Initial doubts had centred on two things in particular - the first being the slightly perverse decision to make Henry Fielding a hapless character within his own world, so that he was forever having doors slammed in his face or being obliged to leap out of the way of speeding carriages. If you were making a television version of Sterne's Tristram Shandy such minor humiliations would have been entirely appropriate - because the author makes a point of the wayward nature of his creation - but Fielding is always in control in Tom Jones, addressing the reader in a genial tone of instruction, as a well-fed judge might address a jury. Here we seemed to be laughing at him as often as we were laughing with him.
The second doubt concerned the bleak beauty of the direction - which was rarely less than handsome or poised, but which seemed to represent the book as a good deal colder and more melancholy than it actually is. The ending of the first episode was so sombre in mood that that you might have taken Charlotte Bronte to be the author. Only Brian Blessed, roaring away like an overstoked log fire, really took the Romantic chill off the thing.
None of those anxieties were exactly resolved in the later episodes - the comedy remained thin on the ground, barring some flurries of Three Stooges-style slapstick, and some of Simon Burke's alterations had conspicuously amplified the malignancy of city life - when Sophia is introduced to Lord Fellamar, for instance, the entertainment consists of a soft porn masque based on The Rape of the Sabine Women (the presence of Lindsay Duncan wasn't the only reason that these closing episodes brought Les Liaisons Dangereuses to mind).
But the adaptation also made a case for its own strengths. It may have been more fiercely disgusted by what it described, and it may have made the story darker and more gothic in tone (there was a striking scene in episode four in which Lady Bellaston raked a footman's face with a shocking deliberation, not to mention some heavy handed use of the lightning machine), but it also animated Fielding's slightly mechanical plot with moments of real emotion - the revelation scene was accompanied by a tender little flashback in which Squire Allworthy's sister was shown laying her unacknowledged child in his bed, a heartfelt detail that infused the reconciliation with a real sense of pathos.
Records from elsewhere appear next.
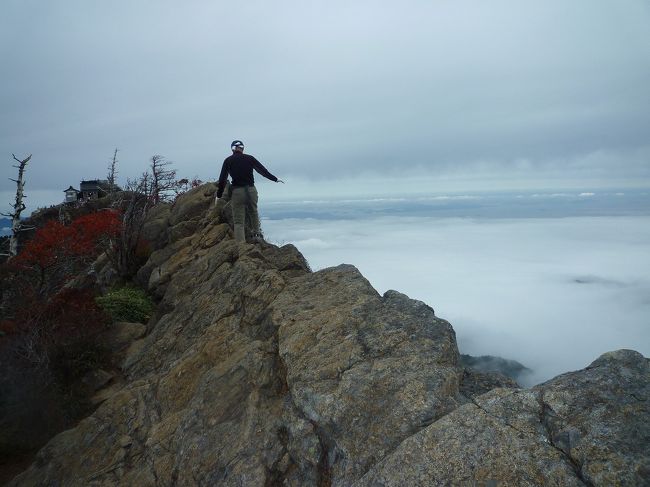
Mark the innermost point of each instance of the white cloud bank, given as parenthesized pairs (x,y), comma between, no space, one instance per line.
(551,293)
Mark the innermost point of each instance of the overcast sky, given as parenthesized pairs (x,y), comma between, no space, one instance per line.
(505,93)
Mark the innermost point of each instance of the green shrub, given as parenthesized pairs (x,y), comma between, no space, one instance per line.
(127,304)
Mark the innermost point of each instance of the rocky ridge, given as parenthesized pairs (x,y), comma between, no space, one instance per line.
(257,371)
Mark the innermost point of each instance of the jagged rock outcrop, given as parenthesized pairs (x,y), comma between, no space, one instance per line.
(257,371)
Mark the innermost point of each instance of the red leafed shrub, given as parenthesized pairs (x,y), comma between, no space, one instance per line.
(58,252)
(83,237)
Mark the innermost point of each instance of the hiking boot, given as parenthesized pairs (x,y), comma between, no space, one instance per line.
(257,238)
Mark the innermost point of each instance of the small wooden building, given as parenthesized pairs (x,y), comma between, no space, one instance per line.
(71,195)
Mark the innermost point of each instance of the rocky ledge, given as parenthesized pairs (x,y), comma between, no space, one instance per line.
(258,372)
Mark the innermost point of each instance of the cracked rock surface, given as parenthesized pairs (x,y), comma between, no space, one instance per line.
(256,371)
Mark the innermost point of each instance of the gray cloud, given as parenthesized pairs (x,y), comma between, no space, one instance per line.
(508,286)
(328,89)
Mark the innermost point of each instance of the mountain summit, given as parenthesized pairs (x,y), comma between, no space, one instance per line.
(256,371)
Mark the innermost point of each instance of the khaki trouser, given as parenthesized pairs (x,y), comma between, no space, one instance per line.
(244,204)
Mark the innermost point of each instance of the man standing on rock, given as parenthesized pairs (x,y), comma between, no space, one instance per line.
(244,195)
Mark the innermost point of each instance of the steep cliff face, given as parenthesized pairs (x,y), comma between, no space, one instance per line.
(257,371)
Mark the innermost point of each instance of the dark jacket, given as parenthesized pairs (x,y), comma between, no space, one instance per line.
(240,167)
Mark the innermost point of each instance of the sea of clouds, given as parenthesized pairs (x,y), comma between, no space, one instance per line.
(553,293)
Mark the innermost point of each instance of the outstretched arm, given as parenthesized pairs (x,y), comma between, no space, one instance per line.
(257,165)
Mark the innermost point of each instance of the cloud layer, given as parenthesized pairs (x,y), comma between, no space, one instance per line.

Not exactly the book then, but fine television all the same.
Even this darker Tom Jones looked like a genial romp besides the world depicted in Bumping the Odds, the first of a new series of BBC2's Love Bites. For those who worry that the challenging contemporary play no longer has a place on television this will have provided some consolation, even if it was sold to you under that sparkly love heart logo.
Anyone who tuned in for a gentle Sunday night romance was in for a shock; Rona Munro's account of people just scraping by in Glasgow made you see the deep abrasions that jaunty cliche tries to conceal - a world of loan sharks, drug addiction and calculated hurt, in which love may only get you deeper into trouble.
I'm not sure that it was entirely well served by Rob Rohrer's direction, which made much use of groggy delays in focus and lurching hand-held camera, but its bleak and ultimately tragic picture of love on the dole was very effective all the same. It also deserves applause for not fetishising female solidarity as an untarnishable resort - indeed it was partly about how frail such friendships can be in the face of money.